More and more of us are using Brisbane's public transport system to get around our city and beat rising fuel prices. But, even with the best intentions, catching public transport isn't always as easy or comfortable as it could be. Sometimes the reason for that lands very much on the shoulders of the passenger next to you who doesn't have a clue about public transport etiquette.
We might sound like cranks or crotchety oldies, but people, let's show some shared decency on our busy public transport system.
Here's how:
Move to the back of the bus or train carriage - it might be early in the morning or at the end of a long day at work but WAKE UP and realise other people are crammed like sardines. If you can, move back so there's one less person left frustrated at the bus stop.
When you're on a bus, don't stand in the space where the rear doors open. It might seem like an oasis of roominess, but standing there will cause the doors to re-open (again and again) and a buzzer to sound if the bus isn't driving. Eventually, you'll figure out YOU are causing the delay or someone will grab your arm and pull you away from the door sensor.
Invest in decent headphones. Tinny muffled sounds from loud, leaky headphones can drive everyone around you crazy. You might love the sounds of death-metal or Chinese opera but the people near you won't. Turn it down to save your hearing (and your travel neighbours' sanity) or buy decent headphones that keep the sounds for your ears only.

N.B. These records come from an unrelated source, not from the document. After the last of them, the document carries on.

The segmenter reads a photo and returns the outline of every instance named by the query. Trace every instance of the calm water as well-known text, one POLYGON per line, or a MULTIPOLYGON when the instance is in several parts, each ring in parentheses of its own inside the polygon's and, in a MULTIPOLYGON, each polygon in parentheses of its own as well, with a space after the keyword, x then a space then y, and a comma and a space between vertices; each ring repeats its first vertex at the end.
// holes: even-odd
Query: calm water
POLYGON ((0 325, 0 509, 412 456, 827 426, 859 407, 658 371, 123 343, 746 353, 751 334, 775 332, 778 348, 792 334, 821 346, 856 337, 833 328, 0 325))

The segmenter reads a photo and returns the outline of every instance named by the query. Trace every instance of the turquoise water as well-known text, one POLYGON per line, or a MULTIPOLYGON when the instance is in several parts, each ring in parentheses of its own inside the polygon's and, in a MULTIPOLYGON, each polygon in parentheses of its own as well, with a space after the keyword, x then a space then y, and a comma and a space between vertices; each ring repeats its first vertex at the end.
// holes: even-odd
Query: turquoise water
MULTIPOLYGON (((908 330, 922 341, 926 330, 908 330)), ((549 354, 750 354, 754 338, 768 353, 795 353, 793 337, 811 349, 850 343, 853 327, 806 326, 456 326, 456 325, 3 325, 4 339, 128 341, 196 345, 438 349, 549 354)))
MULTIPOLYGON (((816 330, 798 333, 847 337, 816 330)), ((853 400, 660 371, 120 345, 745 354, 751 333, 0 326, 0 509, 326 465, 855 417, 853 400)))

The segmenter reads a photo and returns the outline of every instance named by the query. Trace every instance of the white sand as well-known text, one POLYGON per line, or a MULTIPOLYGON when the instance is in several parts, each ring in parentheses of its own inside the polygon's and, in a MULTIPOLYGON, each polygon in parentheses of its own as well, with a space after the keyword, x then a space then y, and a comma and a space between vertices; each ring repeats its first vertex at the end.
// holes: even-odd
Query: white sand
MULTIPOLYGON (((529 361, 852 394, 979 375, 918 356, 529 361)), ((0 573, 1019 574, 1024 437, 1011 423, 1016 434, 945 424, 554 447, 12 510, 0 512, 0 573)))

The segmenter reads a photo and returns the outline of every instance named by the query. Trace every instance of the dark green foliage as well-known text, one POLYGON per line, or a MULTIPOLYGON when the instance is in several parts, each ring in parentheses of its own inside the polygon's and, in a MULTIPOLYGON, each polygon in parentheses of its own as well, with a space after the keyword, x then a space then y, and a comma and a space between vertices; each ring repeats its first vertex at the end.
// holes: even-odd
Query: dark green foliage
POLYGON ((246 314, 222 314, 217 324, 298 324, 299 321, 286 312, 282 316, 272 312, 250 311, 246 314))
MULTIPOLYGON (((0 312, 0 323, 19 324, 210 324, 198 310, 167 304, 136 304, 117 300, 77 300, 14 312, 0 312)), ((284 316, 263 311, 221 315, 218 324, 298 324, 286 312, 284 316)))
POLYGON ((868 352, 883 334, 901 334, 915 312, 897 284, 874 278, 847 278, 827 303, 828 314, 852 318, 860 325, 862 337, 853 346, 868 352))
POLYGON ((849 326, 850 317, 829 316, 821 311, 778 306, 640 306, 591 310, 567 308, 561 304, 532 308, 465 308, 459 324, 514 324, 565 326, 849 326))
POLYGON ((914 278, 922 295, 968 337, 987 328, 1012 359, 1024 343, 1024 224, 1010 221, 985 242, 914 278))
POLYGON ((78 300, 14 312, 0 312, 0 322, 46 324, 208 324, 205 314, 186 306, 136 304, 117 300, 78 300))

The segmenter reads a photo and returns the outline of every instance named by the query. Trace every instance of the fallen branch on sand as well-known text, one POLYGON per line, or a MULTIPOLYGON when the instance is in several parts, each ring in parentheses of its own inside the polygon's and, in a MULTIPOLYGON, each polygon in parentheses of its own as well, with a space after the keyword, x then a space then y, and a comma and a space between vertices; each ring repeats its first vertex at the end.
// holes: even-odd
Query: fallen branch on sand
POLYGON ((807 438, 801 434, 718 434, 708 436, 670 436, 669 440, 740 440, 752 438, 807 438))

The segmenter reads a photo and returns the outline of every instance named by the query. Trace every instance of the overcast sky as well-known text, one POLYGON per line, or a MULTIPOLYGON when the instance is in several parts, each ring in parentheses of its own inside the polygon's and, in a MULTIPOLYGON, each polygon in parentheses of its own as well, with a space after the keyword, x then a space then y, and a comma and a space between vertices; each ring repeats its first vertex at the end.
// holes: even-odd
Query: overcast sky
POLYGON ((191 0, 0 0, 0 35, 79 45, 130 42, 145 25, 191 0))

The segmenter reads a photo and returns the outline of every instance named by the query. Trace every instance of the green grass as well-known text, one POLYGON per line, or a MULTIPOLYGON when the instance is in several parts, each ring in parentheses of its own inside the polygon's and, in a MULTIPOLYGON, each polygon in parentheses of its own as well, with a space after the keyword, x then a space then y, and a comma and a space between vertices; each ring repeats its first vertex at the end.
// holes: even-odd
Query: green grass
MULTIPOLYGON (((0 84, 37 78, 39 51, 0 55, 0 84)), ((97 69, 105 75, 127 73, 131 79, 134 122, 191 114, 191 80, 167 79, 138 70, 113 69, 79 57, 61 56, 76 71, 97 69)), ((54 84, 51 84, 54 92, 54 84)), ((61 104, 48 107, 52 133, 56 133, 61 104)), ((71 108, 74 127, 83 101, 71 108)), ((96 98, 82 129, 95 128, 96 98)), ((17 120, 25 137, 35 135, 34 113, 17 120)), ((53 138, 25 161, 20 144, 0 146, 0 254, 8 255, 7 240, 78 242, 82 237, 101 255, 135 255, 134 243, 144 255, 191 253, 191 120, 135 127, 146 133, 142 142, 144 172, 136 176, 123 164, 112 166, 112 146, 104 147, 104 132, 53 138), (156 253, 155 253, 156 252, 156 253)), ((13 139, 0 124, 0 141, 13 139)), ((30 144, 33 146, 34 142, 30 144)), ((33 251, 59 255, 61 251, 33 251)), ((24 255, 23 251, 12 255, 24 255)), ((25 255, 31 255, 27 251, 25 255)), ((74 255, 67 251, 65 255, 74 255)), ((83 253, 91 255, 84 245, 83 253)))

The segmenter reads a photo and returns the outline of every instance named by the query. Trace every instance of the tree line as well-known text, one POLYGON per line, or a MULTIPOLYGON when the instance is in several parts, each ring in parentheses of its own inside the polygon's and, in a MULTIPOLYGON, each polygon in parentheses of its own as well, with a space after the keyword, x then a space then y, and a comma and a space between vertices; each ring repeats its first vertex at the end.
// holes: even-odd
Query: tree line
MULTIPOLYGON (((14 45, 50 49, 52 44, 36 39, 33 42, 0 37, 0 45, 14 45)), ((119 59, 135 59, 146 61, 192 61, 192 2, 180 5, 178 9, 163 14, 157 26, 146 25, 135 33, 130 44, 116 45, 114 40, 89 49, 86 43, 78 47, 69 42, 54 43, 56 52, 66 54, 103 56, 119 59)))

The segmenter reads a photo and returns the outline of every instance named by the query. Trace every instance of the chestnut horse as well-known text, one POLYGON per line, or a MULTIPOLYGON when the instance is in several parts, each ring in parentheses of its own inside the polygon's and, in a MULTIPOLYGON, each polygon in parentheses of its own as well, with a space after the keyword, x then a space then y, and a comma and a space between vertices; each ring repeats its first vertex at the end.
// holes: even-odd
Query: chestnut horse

Don't wait to be told - body odour issues are hard to stomach on crowded public transport. If you are standing in a sea of space whilst others huddle away and breathe through an oxygen mask, you need (a better) deodorant. Take the hint…
OK, I might be showing my age here but … I glare at all those healthy school students hogging seats on the bus, train or CityCat. They travel on tickets that cost half the price of mine, plus their legs are much younger than mine. One day, I'm going to become a fully fledged cranky old woman, call their school and insist these young whipper-snappers be taught a few manners. If you're a student, get up and offer a seat to full fare paying travellers. Half the time people won't want to accept your kind offer for fear of looking old. No 'sir' or 'madam' required though when offering - unless you want to make us feel completely geriatric.
Similarly, everybody should get up to give a seat to the elderly, anyone with mobility issues, pregnant women and those with babes in arms. Do your good deed today and show the students how it's done.
Remember 'Clive the too-loud commuter' sketches from The Chaser show? Keep that in mind next time you're chatting to your new lover, ex-girlfriend or psychologist on your mobile. Sometimes phone conversations can add interest to a dull trip but then maybe your travel companions will know a whole lot more about you than is decent…
Don't read adult magazines, a wide broadsheet newspaper or catalogues for products that help irritable bowel syndrome. Privacy and elbow room is not possible.
If you have had the luxury of a seat during your journey, please don't be the first one standing and pushing into the aisle to get off the bus or train. Take a deep breath, relax for half a minute more and let the poor sods who had to stand, off first.
Don't sneeze, cough or cut your fingernails all over the place. It's gross and spreads disease (including the 'I can't bear to catch the bus anymore' virus which is no good for our traffic).
Or, if all else fails, comfort yourself with the thought that you could win any reality-show etiquette contest by maintaining poise and decency under extreme conditions. As someone polite once said 'Good manners sometimes means simply putting up with other people's bad manners.'
What
are your tips for being considerate on public transport?





My pet hate is the person who thinks their bus ticket entitles them to the whole seat. They steadfastly refuse to even look up when people stand by their seat, and give a disgruntled look when asked "do you mind if I sit here?".
Occasionally what goes around, comes around. On one trip where this happened, the last person looking for a seat happened to be a woman weighing about 100kg. I greatly enjoyed watching the selfish "seat to myself" hogger have a most uncomfortable trip home.